Biography
Ben trained in the labs of Roberto Mayor (as PhD 2004-2008, UCL, UK), Andrea Streit (as PostDoc 2008-2012, KCL, UK), Jean-Francois Nicolas and Estelle Hirsinger (as PostDoc 2011-2013, Institute Pasteur, France), Scott Fraser (as Marie-Curie Outgoing Fellow 2013-2014, USC, USA) and Alfonso Martinez Arias (as Marie-Curie Incoming Fellow 2014-2015, Cambridge). He started his research group in 2016 supported by a Wellcome Trust/Royal Society Sir Henry Dale fellowship. The lab applies live and quantitative imaging techniques to investigate how cell fate decisions are orchestrated in space and time during axis patterning in zebrafish embryos. His lab is interested in how such fundamental differences in embryo size, cell number and energy supply have influenced the interpretation of conserved regulatory networks and patterning mechanisms by individual cells. The central aim of his research is to uncover the mechanisms that confer information across biological scales. This might be through the generation of emergent properties such as pattern formation and morphogenesis. Alternatively, they might be mechanisms of downward causation, such as the impact of multi-tissue mechanical interactions on the regulation of cell fate decision making at the single cell level.

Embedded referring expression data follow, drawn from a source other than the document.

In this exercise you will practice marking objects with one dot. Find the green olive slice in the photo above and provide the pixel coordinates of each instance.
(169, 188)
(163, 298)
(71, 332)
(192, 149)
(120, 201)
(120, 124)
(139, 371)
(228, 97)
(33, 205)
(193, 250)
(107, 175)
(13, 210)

He has additional interests in the promotion of an Open Research agenda and in the consolidation and development of imaging capabilities across the School of Biological Sciences, University of Cambridge. His roles include Theme Leader (Reproduction, Development and Lifelong Health), Open Research Representative (University of Cambridge DORA committee), Early Career Wellcome Open Research Advisory Panel member (Wellcome Trust), and Chair of Microscopy Steering Committee (Department of Genetics).
Research Interests
As cells proceed through development, information contained in the genome is expressed in a context-dependent manner. This must be regulated precisely in both space and time to generate patterns of gene expression that set-up the spatial coordinates of tissue and organ primordia that build the embryo. Our current understanding of pattern formation relies on the concept of positional information, the idea that cells receive instructive signals that impart a spatial coordinate system to generate pattern. While this model works very well in static cell populations with minimal cell rearrangement, it becomes challenging when considering dynamic morphogenetic processes such as gastrulation. Furthermore, pattern formation in gastrulation is highly flexible to alterations in the size, scale and spatial rearrangement of cells in both experimental and evolutionary situations.
Our work seeks to provide illustrations of two concepts that will help resolve these long-standing problems of pattern regulation, evolvability and self-organisation. Firstly, downward causation emphasises the role that multi-tissue interactions play in relaying information from changes at the organ and organism level to the regulation of gene regulatory networks (GRNs) at the cell level. Secondly, pattern emergence considers how extracellular signals act to control the dynamics of autonomous GRN activity, rather than as instructive signals to direct cell fate transitions. In this sense, we propose that pattern formation should not be seen as a downstream output of organisers and their responding tissues, but rather as an emergent property of their dynamic interaction.